Favorite childhood dishes these days often include the likes of mac and cheese, chicken tenders, or buttered noodles. While I have, since childhood, been a devout fan of mac and cheese (the real homemade kind, baked with toasty, buttery bread crumbs on top), I also had some not-as-typical food loves growing up in my home. Galumpkis were (and still are) at the top of that list.
Galumpkis are an Eastern European dish also known more standardly in the U.S. as stuffed cabbage and are traditionally served in a vinegary tomato sauce.
To prepare traditional galumpkis, a large amount of time is required. Cabbage needs to be precisely cut and boiled, meat needs to be browned and mixed with seasoning and cooked rice, sauce needs to be prepared, and then it all must simmer stove-top or bake in the oven. Then, if serving alongside mashed potatoes, like our family does, those need to be prepared too.
Fortunately for me, I have a mother who was dedicated to preparing wholesome, homemade dinners for our family every night that included this type of meal that required such serious preparation. Fortunately, also, she was willing to share her recipe so that I could re-create her dish to make a much more time-friendly version of the meal that I not only gobbled up as a little girl on any given night it was made, but that I have also even requested for birthday dinners. This far-quicker slow cooker recipe (with the most minimal of prep time) is as close as I could get to composing my mother’s own rendition of our family’s favorite Polish meal.
I love to spoon this over (or alongside) mashed potatoes (these smashed potatoes are a quick and easy accompaniment), but you can serve on its own (as pictured), or with rice as well.
- 2 pounds beef
- 4 14.5 oz cans of diced tomatoes (undrained)
- 20 oz of tomato sauce
- 1 1/2 cup diced onions (either fresh or frozen)
- 1 cabbage
- 4 tablespoons vinegar
- 1 tablespoon salt
- ½ teaspoon pepper
- Set slow cooker to cook on high for 6 hours.
- Line the slow cooker with two cans of the diced tomatoes.
- Add beef and diced onions.
- Pour in remaining 2 cans of diced tomatoes and tomato sauce.

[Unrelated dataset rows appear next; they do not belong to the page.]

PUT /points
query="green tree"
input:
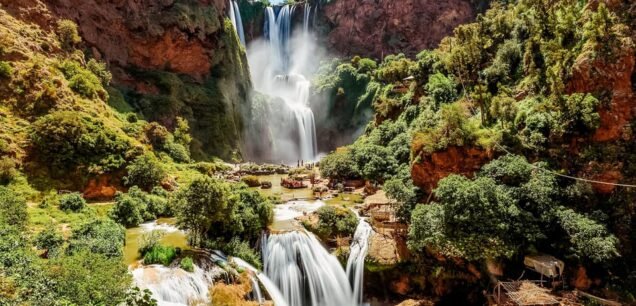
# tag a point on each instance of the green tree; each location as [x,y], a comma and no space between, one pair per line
[441,88]
[12,209]
[67,31]
[145,171]
[200,204]
[99,236]
[50,240]
[72,202]
[88,278]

- Add 2 tablespoons of vinegar.
- Add salt and pepper.
- Slice cabbage into fourths or eighths and stack leaves on top of tomato and beef mixture (there should be some separation, but leaves can be stuck together in piles of 2 or 3).
- Drizzle 2 tablespoons of vinegar on top of cabbage.
- If possible, about halfway through cooking time, use tongs to move around the ingredients, break up beef, and incorporate ingredients.
- Don’t worry about the size of the cabbage leaves. Once fully cooked, they will be easily cut with a serving spoon or spatula.
- If you want a major emphasis on meat, add another half to full pound of beef to the recipe.
- Because the beef isn’t drained of its fat like it would be in a traditional cabbage roll, using a leaner cut may be preferred. For this recipe, a 93% lean ground beef was used.
- Any ground meat (chicken or turkey, for example) can be substituted.
- If you want less liquid in the dish, drain half of the tomatoes before adding.
- If you prefer a thicker sauce, in addition to draining tomatoes you can substitute 1 to 2 cans of tomato sauce for diced tomatoes.
- Serve on its own in a bowl, over rice, or over mashed or baked potatoes.